La mission consiste en une identification et un recensement des ressortissants nigérians désireux de rentrer chez eux, dans un climat de tensions exacerbées. Selon Ebienfa, “Le recensement a commencé hier. Le nombre total des personnes concernées sera déterminé à la fin de cette opération, prévue pour demain soir. Nous prévoyons l'accueil de plus de 1 000 personnes”.
La Haute Commission du Nigeria à Pretoria a également précisé dans une communication officielle que les “dates de départ des ressortissants ayant réussi la procédure de sélection seront annoncées après celle-ci”.
Ce processus de rapatriement s'effectue alors que l’Afrique du Sud est secouée par des manifs anti-immigrés, marquées par des agressions et des intimidations à l'égard des ressortissants africains. Le pays, qui connaît un taux de chômage élevé et des problèmes de pauvreté, est traditionnellement une terre d'accueil pour de nombreux migrants africains, estime l'Organisation internationale des migrations (OIM).
Environ trois millions d'immigrés résident légalement en Afrique du Sud, représentant 5,1 % de la population.
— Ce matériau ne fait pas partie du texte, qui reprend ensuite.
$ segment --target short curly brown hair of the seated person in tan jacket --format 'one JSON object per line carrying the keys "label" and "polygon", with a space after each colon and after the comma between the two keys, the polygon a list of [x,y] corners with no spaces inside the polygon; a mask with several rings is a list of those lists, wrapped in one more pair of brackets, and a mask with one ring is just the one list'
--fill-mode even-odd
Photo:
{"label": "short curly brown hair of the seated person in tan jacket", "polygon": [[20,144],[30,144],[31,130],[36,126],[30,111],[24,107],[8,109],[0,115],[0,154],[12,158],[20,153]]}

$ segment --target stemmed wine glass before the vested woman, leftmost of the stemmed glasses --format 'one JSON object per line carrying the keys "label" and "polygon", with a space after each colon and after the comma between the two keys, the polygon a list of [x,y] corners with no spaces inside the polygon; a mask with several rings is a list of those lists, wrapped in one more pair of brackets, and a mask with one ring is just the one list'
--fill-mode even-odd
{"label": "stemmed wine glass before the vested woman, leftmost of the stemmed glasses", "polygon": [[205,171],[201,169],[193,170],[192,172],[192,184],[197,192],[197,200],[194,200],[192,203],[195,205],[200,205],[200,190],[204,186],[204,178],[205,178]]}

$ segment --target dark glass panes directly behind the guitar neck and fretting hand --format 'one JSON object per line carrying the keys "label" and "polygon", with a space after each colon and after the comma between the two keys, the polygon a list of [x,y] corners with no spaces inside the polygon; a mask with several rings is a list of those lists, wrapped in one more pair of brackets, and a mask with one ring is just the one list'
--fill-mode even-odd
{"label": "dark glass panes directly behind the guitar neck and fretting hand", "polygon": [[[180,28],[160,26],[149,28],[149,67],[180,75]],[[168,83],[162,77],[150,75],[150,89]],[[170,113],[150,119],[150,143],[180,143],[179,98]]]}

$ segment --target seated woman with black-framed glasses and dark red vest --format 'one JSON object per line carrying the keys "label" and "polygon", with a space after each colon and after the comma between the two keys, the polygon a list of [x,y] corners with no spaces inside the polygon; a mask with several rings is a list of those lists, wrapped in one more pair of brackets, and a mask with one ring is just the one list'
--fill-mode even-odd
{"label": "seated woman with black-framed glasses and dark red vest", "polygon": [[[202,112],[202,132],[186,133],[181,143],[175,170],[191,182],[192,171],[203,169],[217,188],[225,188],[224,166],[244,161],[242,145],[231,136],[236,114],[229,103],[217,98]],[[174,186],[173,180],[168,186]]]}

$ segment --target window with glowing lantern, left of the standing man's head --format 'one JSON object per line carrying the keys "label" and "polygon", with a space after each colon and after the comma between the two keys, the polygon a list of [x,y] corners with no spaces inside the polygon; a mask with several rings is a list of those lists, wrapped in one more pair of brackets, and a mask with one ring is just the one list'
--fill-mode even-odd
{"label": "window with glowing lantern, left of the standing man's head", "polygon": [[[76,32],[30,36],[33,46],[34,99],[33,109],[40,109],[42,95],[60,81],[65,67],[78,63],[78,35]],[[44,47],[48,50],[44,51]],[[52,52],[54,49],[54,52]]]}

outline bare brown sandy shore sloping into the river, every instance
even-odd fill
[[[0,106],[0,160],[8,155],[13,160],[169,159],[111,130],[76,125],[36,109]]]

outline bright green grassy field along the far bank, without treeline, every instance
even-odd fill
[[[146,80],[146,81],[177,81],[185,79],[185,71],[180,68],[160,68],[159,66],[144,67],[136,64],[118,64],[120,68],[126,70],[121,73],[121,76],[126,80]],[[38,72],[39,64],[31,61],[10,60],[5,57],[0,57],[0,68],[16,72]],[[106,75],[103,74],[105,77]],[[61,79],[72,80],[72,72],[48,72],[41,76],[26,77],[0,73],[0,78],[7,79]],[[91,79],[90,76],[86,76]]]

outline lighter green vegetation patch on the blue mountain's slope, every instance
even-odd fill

Une majorité provient d'Afrique australe, comme le Zimbabwe et le Malawi, mais également d'Afrique de l'Ouest, dont des ressortissants ghanéens, qui ont déjà commencé à rapatrier leurs citoyens dans des vols organisés.
Pour anticiper tout incident lors de cette opération, la Haute Commission a entamé des négociations avec les autorités sud-africaines pour obtenir des garanties afin que les Nigérians ne soient ni arrêtés ni placés en détention pendant l’opération de rapatriement, assure le communiqué.